If there is a company or college that you’re in love with and want to work or study at in the future, then chances are they might have internship opportunities or summer programs for you! For example, MIT has several (free!) summer programs, and places such as Google and NASA have their own internships as well. They are super competitive, so if you’re interested, you should investigate them ASAP. These programs (and ones like them) will not only look good to that college as a prospective student or company as a potential employee, but you will gain quality knowledge in a field that wouldn’t be taught at a high school!
But do not just limit your search to the Internet; your guidance counselor and teachers may know of opportunities, whether they heard of them from their students or had been a part of a few themselves. Of course, if you’re interested in a camp or internship that is focused on science, don’t ask your English teacher and vice versa. Finally, make sure you have a few programs and internships in mind to apply to have a greater chance of getting accepted to one. Speaking of acceptance . . .
Hopefully, at least one of the summer programs you apply to will offer you a place to join them. But what happens if none of them accept you, or if you were unable to attend for some other reason? Luckily, there are many other ways to explore your interests and spend your summer free time.
Why not take a class in something you love—on your own? There are plenty of sites where you can take free courses online. Two of the more well-known sites are edX and Khan Academy, but many colleges, universities, and other educational organizations produce classes or course videos available online for free. The courses can be from introductory/preparatory classes to a certain class or something random such as the Science of Happiness. They’re great if you’re struggling in a particular class or you simply have an interest in something you wouldn’t pick up normally.
Getting rejected from a summer camp or academic program also gives you time to get a part-time job, such as in a restaurant, lawn care company, or retail store. That’s not a bad thing! There are few downsides to getting a job (except maybe terrible coworkers!), and you get to earn money, gain experience, and have the ability to put it on a future résumé. Don’t forgot that many positions will ask you to at least have some work experience, so it’s better to get one now before you truly dive into the real world. Just don’t forget that it’s okay to get a low-paying job; you have to start somewhere.
Volunteering can be great way to get involved as well.

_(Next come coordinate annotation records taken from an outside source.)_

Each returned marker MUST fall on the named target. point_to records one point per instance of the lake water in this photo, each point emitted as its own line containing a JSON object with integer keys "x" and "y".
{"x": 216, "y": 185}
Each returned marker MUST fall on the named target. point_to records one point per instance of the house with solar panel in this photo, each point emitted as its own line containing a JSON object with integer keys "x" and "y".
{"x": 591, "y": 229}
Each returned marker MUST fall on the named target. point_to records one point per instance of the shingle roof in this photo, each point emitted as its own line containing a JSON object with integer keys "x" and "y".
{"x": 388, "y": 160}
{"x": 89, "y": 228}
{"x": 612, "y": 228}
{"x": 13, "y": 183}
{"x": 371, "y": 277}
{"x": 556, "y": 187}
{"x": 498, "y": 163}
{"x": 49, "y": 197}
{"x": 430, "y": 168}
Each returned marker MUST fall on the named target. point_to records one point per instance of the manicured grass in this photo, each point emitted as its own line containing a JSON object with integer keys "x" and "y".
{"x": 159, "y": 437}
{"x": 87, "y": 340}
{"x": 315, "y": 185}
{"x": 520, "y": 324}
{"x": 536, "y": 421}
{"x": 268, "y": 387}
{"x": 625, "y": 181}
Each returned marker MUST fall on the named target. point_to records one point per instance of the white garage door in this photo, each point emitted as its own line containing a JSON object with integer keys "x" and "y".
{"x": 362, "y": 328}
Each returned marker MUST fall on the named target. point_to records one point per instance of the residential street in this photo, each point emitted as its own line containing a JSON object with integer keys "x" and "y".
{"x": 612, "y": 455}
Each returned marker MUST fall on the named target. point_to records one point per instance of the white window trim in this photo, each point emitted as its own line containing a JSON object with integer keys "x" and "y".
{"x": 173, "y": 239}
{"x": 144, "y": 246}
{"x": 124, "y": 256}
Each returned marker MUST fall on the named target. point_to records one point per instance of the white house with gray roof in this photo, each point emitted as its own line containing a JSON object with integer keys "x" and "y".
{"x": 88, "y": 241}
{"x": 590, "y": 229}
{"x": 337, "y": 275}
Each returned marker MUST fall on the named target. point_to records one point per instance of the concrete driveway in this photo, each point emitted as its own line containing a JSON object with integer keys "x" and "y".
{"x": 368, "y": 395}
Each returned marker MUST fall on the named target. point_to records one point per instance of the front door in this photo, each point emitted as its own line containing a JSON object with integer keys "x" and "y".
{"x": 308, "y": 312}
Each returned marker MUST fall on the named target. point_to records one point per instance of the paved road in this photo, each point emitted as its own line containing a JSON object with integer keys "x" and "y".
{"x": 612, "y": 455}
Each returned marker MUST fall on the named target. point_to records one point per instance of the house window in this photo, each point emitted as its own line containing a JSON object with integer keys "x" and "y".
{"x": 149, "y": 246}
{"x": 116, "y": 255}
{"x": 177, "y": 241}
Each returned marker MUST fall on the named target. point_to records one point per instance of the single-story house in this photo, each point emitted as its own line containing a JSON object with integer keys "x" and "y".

If you’re interested in nursing and other medical careers, then volunteering at the nearest hospital, if you can, would be a great way to see the workplace on a typical day. Job shadowing is also another great option if you would like to follow one specific person through their day.
While it is important to demonstrate dedication and interest in a potential career, it is also important to relax during the break and not overextend yourself. Working too hard for too long can cause a mental meltdown! You need time to relax and recharge for the year ahead. Just remember: doing something productive during your summer vacation doesn’t have to be a chore as long as you enjoy yourself!